There I was, 90 miles up the Hudson, and the first night I plugged in the kitchen boombox and started spinning the dial, feeling a bit lonely and displaced and homesick for the city that had been my first real home away from the homeland, and suddenly I hear a familiar voice. It is as if my mother has materialized in my kitchen. But not mother, exactly; rather, it is the postulated ideal mother, in the form of a mellifluous, disembodied voice of an announcer from WQXR, New York City's commercial classical station. I thought she must have reached across all the miles to me, me alone. Maybe this was a ghost station, and I was hearing something that had gotten loose from time and had been floating out in the ether until my radio grabbed it and pulled it down inside my new house. Or maybe some fluke of the weather was allowing me to remain connected over a great emptiness of space to the place I left behind.

It was eerie, standing there and hearing it. As if something out there knew I needed an aural bridge to travel across to permit me to return to the place I both did and did not want to leave. This kindness of the airwaves.

Later, I found out that there was a relay station nearby, and the signal I thought was from the city, direct to me alone as an otherworldly gift, was there for all. No mystery, just concrete.

But before that happened, I found something else on that little purple machine. Another part of me, cut loose and all but forgotten, floating around in the old air of my personal past. WVKR! How had I failed to notice that we had moved back to the vicinity of some of my most powerful happiness? (I admit it, college was wonderful, the great awakening it was promised to be.) Now I was living not far from Poughkeepsie again, though I was far from the girl who knew so little when she went there, decades ago, and now knew so much. As well as so little. (So it goes.) Now I tune in this station whenever I want, and there's a little frisson every time I do. Because geography is as fractured, as strange, for me as the separate selves that are apparently stored within. To visit the past in the present: oh, such a weird joy.
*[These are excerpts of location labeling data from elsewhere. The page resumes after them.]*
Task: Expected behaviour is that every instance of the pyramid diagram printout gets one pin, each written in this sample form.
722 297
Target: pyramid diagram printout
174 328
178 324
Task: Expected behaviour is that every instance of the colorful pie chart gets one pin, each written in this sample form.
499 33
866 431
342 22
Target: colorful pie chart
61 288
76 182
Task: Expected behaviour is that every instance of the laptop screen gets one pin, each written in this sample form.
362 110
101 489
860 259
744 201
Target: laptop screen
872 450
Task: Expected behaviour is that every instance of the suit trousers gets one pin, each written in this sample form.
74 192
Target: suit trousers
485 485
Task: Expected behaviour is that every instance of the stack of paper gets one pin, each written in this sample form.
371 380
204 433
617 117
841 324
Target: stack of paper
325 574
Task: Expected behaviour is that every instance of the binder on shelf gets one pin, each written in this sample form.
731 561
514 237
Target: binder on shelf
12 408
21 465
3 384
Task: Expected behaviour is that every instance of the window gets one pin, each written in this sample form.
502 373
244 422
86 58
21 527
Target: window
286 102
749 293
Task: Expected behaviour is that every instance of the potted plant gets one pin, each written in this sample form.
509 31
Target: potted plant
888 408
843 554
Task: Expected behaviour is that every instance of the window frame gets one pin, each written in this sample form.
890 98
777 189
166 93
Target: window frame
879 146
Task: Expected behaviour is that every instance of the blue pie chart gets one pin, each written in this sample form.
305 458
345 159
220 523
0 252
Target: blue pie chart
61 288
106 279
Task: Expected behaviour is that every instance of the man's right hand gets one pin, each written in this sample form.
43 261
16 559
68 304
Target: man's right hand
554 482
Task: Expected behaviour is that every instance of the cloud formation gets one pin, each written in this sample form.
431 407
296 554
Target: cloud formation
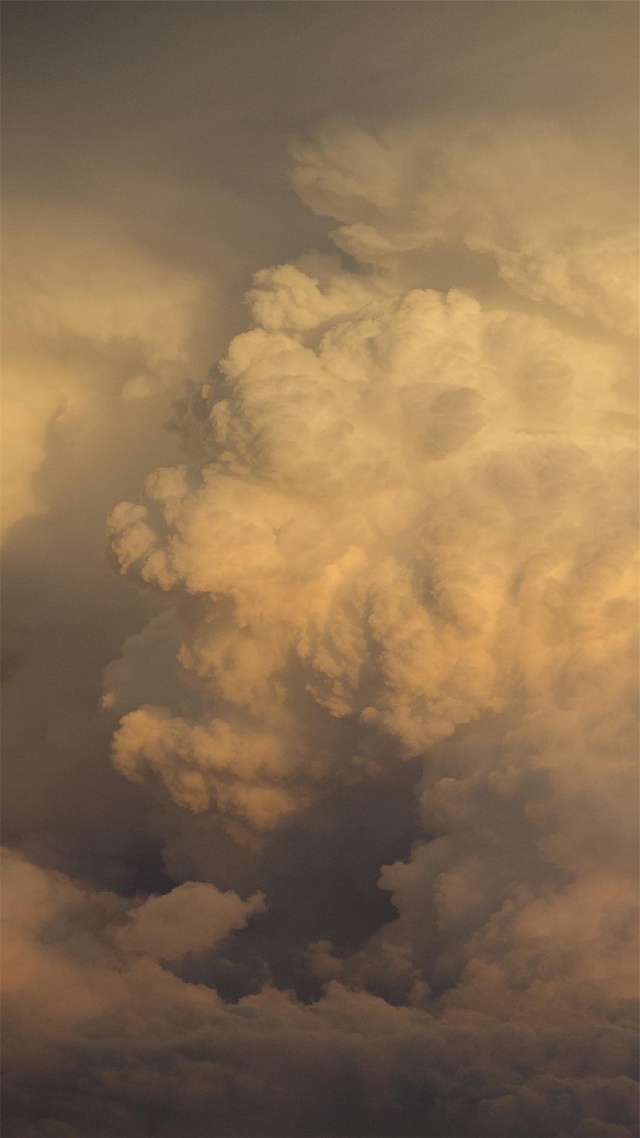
410 535
382 722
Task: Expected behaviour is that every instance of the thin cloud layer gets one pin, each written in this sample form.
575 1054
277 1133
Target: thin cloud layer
409 535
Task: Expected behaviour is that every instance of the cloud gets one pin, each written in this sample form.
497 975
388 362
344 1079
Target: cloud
402 534
156 1050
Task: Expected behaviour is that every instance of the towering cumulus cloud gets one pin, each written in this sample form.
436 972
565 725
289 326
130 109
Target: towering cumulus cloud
402 539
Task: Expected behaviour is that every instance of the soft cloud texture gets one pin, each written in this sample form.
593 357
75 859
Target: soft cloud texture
372 866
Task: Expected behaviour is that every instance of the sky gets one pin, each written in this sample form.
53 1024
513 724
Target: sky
319 580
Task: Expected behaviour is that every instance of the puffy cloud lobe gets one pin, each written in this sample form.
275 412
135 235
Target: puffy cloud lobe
411 533
193 917
136 1038
92 330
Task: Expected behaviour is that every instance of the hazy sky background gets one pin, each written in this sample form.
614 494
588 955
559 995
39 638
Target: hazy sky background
368 646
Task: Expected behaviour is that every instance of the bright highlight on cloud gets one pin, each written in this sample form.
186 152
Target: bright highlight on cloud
404 530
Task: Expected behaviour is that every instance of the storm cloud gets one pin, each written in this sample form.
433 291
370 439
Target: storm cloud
321 664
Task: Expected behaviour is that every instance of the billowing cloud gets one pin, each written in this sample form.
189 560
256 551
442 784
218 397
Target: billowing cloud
380 723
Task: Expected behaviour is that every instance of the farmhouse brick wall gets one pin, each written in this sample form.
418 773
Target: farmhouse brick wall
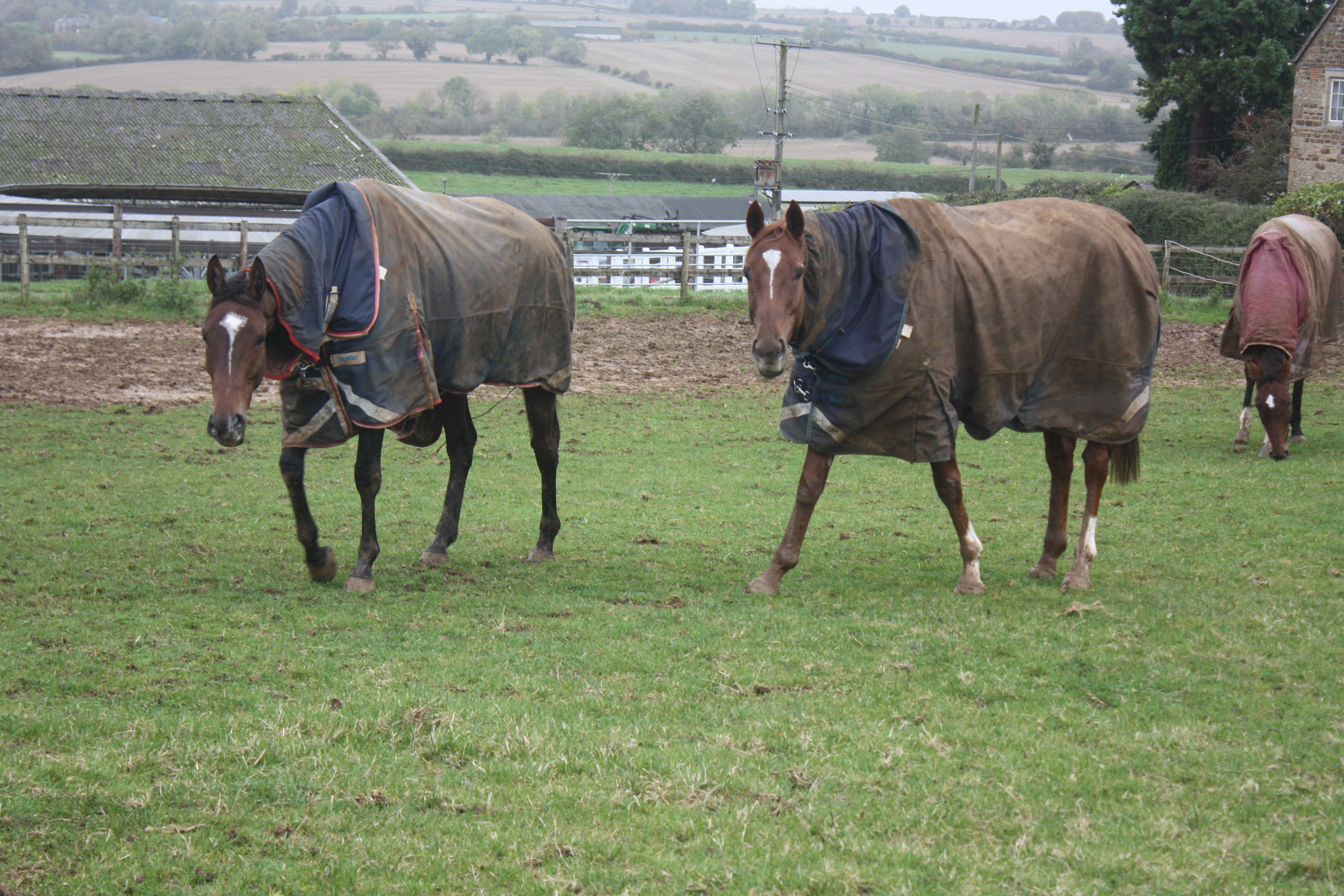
1318 147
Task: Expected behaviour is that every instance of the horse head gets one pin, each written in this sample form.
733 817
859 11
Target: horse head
1271 368
774 266
242 312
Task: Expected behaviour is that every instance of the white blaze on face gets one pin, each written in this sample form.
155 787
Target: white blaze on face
772 261
232 323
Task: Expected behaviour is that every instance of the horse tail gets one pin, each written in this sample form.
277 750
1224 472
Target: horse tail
1124 461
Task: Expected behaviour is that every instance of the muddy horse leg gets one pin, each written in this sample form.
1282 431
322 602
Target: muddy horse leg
811 486
322 562
369 480
460 434
1059 459
546 445
1296 422
1243 434
947 480
1096 460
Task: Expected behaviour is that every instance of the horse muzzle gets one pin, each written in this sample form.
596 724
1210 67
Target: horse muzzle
769 363
229 431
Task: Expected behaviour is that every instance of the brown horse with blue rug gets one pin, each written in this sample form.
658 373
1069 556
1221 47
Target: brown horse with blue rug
909 319
384 308
1289 301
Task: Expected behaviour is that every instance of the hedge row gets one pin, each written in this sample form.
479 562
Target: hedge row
698 170
1193 219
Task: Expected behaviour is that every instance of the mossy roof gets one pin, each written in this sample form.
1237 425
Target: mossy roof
129 145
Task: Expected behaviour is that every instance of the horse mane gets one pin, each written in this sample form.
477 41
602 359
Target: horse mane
1274 365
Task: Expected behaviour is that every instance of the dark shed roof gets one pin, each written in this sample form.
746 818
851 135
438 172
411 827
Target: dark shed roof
97 144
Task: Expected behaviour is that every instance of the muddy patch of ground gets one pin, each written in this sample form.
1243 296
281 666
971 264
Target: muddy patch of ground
55 362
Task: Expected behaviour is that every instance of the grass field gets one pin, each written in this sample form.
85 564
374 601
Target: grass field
186 713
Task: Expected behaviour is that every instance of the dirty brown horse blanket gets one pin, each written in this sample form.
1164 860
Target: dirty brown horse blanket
1289 293
1034 313
390 296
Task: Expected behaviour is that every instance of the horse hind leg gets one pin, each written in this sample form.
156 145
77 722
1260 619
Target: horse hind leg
947 481
322 562
1096 460
545 425
1059 459
369 481
1243 434
1296 421
460 438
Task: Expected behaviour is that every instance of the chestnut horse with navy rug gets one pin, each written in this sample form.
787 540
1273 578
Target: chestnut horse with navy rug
1289 301
909 319
384 308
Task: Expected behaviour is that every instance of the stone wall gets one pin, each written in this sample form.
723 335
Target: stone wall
1318 148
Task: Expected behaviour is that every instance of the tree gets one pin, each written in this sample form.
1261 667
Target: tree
699 125
1215 61
626 122
421 42
22 48
491 41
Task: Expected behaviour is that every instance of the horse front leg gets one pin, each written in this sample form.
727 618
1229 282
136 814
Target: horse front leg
460 437
369 480
812 483
1059 459
1096 459
1243 434
545 425
322 562
947 480
1296 422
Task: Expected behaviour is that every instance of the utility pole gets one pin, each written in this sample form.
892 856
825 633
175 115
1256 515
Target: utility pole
999 161
975 147
780 112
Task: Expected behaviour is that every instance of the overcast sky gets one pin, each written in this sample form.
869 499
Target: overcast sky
1001 10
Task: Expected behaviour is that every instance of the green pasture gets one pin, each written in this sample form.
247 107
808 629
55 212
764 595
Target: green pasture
186 714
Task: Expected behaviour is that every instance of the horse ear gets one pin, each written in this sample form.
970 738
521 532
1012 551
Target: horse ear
216 276
755 219
794 219
257 280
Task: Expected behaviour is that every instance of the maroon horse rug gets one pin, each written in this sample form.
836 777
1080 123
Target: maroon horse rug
1289 303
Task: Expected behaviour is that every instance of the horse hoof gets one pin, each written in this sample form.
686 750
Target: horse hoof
324 570
431 561
761 586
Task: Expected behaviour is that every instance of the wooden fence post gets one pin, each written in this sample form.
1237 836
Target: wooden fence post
23 257
176 248
686 266
116 239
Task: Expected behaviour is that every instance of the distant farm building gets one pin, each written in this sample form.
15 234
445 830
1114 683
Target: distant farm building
136 147
1316 152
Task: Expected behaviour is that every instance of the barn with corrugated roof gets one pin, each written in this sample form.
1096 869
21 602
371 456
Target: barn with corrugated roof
166 147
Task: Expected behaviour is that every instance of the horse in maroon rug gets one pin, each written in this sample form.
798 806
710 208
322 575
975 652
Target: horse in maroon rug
909 319
1289 301
384 308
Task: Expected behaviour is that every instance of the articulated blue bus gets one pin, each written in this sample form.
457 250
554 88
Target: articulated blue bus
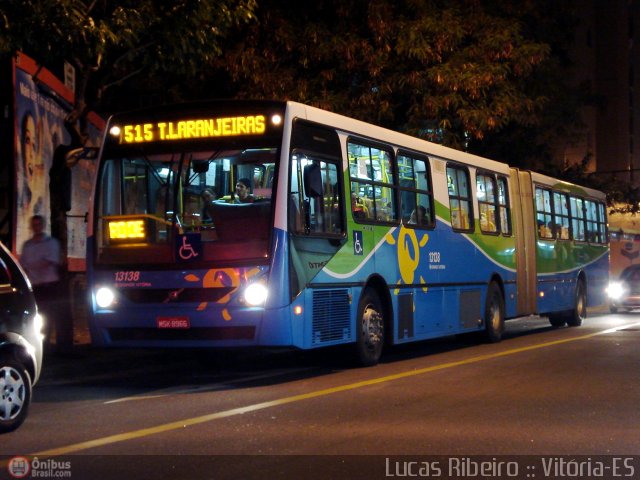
255 223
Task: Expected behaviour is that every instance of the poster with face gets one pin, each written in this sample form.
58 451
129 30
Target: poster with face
40 109
39 130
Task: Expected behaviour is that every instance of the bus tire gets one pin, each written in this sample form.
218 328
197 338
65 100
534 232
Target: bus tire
369 329
579 312
494 314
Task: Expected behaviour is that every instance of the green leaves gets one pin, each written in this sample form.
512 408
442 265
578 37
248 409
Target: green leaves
408 65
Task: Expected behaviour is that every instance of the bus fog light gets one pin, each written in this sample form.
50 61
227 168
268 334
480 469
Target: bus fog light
104 297
255 294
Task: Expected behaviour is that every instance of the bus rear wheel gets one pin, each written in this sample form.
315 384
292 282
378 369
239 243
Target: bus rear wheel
494 314
369 329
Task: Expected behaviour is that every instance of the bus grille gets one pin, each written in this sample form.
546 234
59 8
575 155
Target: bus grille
331 312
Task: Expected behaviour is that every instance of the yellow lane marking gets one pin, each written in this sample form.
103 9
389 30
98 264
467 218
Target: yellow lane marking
145 432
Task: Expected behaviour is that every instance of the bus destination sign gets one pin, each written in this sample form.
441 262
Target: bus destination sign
191 129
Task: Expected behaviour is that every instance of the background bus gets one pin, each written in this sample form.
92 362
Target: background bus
354 234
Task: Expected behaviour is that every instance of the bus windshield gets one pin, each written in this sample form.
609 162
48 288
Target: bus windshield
218 202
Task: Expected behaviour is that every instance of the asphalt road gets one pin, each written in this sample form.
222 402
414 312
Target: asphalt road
539 395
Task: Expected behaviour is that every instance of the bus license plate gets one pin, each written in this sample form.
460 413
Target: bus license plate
173 322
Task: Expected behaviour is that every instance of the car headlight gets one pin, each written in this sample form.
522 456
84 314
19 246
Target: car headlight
255 294
615 290
105 297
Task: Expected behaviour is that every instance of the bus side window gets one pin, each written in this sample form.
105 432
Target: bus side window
459 198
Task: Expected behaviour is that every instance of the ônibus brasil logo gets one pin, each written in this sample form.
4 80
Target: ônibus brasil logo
19 467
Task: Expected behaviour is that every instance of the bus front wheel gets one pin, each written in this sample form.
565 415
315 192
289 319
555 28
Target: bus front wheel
369 329
494 314
579 312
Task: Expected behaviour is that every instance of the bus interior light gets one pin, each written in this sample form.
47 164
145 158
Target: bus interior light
105 297
256 294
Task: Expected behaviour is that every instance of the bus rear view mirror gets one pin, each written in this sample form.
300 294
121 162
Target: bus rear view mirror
82 153
312 178
200 167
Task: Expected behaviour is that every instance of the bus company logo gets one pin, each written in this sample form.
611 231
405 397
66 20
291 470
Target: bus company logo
19 467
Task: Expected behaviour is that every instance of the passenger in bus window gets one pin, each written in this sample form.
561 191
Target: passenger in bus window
243 192
208 196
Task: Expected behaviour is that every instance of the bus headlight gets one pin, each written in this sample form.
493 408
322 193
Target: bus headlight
255 294
105 297
615 290
38 325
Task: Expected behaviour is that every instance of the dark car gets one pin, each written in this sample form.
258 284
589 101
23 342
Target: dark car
624 293
20 342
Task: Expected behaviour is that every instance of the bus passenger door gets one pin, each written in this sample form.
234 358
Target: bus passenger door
525 231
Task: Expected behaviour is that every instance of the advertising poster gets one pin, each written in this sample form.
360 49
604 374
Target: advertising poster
40 108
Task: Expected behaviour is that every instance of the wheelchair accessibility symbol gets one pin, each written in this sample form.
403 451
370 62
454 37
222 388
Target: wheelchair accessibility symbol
357 243
188 247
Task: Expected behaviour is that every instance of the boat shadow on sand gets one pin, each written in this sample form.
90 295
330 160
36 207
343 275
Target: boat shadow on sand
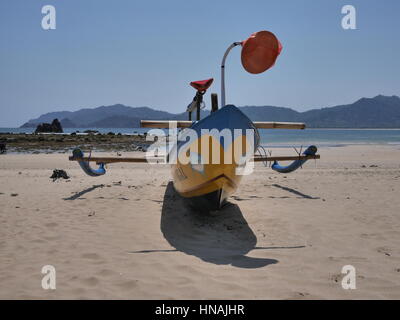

[composed with the help of a 2006 organic Redwood Valley Petite Syrah]


2 comments:

John L said...

Melissa,
Hopefully you know that WFMU broadcasts at 90.1 up there.

Also, that if your computer has a sound card and speakers, you have a choice of many different radio stations. Which is how I now listen from afar to KUNM, the University of New Mexico station that decades ago introduced me to the delights of non-commercial radio and free form programing.

John L

Melissa Holbrook Pierson said...

Hey, John. Yeah, but the signal from 90.1 peters out around New Paltz. I am a little too far north to get it on the radio. And I am so old, or so fragile in the face of digital enormousness, that if I start listening to one station via the computer, won't I also have to listen to the other wonderful *twelve thousand five hundred sixty-three* of them, and then collapse?

Ha-ha, so I see you too like to stay in touch with your homeland. Unfortunately, I think all of Akron's stations sucked. But what do I know? Maybe Akron U. had something really great, and I was too dumb to know.